L’époque n’a décidément pas tourné la page de Mai 68. Véritable obsession politique, la grande révolte étudiante et ouvrière française focalise espoirs et hantises, fantasmes et nostalgies, louanges et acrimonies. A droite, les idées de Mai 68 sont accusées d’avoir piétiné les anciennes hiérarchies, démembré la famille, destitué la nation, dévalorisé le travail, détruit l’autorité du maître. En 2007, Nicolas Sarkozy assurait : ” Mai 1968 nous a imposé le relativisme intellectuel et moral. ” Et qu’il devait être ” liquidé une bonne fois pour toutes “. En 2014, l’essayiste Eric Zemmour explique que le triptyque soixante-huitard ” dérision, déconstruction, destruction “ mène la France au bord de l’abîme, alors que La Manif pour tous détourne les codes esthétiques des affiches de Mai 68 au service de son opposition au mariage gay.
A gauche, une critique radicale s’en prend aux auteurs des sixties, qui seraient les fourriers du néolibéralisme. Le concept de ” gouvernementalité ” forgé par Michel Foucault serait celui de ” gouvernance ” des managers globalisés et le ” rhizome ” de Gilles Deleuze aurait accompagné l’avènement de la société capitaliste en réseaux… Régis Debray écrivait en 1978 que Mai 68 fut ” le berceau de la société bourgeoise “, car il fallait libérer les mœurs afin d’accroître la consommation de ces ” enfants de Marx et du Coca-Cola “, comme disait Jean-Luc Godard.
Et voici que Donald Tusk, président du Conseil européen, assure que ” l’atmosphère aujourd’hui est très similaire à 1968 en Europe “ et qu’il sent ” un état d’esprit, peut-être pas révolutionnaire mais d’impatience. Mais quand l’impatience devient un sentiment collectif, elle peut conduire à une révolution “. Avant d’ajouter qu’en Europe ” nous avons trop de Rousseau et de Voltaire et trop peu de Montesquieu “.
D’où l’envie de faire dialoguer l’historienne Elisabeth Roudinesco et le philosophe Marcel Gauchet, afin d’évaluer la pertinence de la ” pensée 68 ” pour nous orienter dans nos temps déboussolés.

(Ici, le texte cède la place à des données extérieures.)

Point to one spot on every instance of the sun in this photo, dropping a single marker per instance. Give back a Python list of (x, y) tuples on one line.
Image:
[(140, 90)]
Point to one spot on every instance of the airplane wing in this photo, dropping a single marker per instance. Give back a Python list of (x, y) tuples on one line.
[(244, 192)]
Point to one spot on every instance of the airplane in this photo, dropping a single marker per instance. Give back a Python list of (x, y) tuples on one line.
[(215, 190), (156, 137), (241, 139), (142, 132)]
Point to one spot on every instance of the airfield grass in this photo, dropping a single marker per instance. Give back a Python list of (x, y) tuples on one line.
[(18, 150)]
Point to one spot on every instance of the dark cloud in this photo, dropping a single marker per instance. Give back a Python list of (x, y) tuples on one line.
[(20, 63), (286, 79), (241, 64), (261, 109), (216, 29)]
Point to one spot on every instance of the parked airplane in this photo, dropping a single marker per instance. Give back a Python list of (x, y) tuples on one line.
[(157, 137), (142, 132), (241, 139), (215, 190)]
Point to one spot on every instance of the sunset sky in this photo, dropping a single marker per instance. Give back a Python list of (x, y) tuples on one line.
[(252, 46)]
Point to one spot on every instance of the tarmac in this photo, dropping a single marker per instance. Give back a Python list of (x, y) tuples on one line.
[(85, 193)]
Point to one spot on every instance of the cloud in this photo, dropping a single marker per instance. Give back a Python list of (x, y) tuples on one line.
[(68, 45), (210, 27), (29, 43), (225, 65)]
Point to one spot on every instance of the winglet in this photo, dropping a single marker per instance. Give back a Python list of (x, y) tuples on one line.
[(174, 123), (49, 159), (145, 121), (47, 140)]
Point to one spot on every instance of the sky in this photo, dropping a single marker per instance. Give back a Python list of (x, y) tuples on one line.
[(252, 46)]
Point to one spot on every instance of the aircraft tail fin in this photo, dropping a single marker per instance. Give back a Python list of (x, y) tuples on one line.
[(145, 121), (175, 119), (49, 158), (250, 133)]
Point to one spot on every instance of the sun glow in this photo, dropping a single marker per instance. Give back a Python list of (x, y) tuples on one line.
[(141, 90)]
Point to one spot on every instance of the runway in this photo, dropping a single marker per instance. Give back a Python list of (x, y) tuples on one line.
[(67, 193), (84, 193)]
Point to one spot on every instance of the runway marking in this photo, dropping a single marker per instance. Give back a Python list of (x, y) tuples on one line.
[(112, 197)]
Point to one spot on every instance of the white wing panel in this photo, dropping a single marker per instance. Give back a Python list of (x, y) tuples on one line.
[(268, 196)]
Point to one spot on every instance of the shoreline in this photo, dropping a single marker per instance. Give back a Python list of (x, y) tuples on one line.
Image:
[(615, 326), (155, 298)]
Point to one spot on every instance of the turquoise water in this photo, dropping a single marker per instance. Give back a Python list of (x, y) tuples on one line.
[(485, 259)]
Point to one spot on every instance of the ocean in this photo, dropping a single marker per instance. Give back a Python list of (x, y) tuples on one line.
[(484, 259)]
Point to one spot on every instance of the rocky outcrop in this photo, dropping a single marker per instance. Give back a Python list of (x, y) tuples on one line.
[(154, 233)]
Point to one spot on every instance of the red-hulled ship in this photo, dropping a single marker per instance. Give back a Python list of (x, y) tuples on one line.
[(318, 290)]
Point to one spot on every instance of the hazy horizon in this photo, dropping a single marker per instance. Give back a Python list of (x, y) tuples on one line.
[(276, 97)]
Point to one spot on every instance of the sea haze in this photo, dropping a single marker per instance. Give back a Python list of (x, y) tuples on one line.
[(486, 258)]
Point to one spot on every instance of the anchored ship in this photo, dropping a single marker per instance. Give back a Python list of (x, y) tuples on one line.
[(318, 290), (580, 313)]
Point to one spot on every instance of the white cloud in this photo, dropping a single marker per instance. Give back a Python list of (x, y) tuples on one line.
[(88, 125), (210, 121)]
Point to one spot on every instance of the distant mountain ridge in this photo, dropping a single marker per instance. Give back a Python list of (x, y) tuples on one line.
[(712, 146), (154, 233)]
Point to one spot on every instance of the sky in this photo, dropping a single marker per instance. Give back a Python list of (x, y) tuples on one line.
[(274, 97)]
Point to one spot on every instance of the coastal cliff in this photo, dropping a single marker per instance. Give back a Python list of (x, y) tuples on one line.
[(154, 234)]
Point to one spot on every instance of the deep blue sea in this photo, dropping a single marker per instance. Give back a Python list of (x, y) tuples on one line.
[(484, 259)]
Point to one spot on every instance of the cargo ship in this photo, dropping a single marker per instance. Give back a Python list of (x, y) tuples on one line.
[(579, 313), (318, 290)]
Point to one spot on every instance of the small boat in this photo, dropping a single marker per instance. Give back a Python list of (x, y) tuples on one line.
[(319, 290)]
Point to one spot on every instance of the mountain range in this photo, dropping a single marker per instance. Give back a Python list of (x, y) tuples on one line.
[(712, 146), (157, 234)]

Tous deux ont lu avec enthousiasme ces auteurs – Althusser, Foucault, Lacan, Deleuze, Barthes, Bourdieu ou Derrida – qui dépoussiéraient une université sclérosée et renouvelaient les cadres de la pensée. Mais, pour Elisabeth Roudinesco, cette galaxie reste féconde pour penser le présent, notamment les ” questions sociétales “ et le ” droit des minorités “, alors que, pour Marcel Gauchet, elle est ” inopérante “ et même ” désastreuse “, notamment sur le plan de la politique scolaire.
La critique de la pensée 68 n’est pas nouvelle. On la doit notamment à un ouvrage homonyme, coécrit par les philosophes Luc Ferry et Alain Renaut. Dans La Pensée 68 (Gallimard, 1988), en effet, les deux auteurs brocardaient ” l’anti-humanisme “ théorique de tous les auteurs qui, à l’instar de Foucault, proclamaient ” la mort de l’homme ” et proposaient un ” retour au sujet “ pour mieux entrer dans l’âge démocratique.
Même si la pensée 68 est une construction a posteriori – ” Althusser à rien “, écrivaient alors les insurgés sur les murs des temples du savoir assiégés – et qu’elle s’incarne peut-être davantage dans les idées situationnistes que dans les analyses structuralistes, son examen demeure un impératif, tant les querelles à son endroit sont encore vives.
Face à la contre-révolution conservatrice des populismes droitiers et ” l’idéologie réactionnaire “ des oligarques à ” l’esprit versaillais “, dixit Elisabeth Roudinesco, mais aussi devant ” l’indignation impuissante “ de la gauche protestataire, selon Marcel Gauchet, le temps est revenu de mettre de nouveau la plume dans la plaie.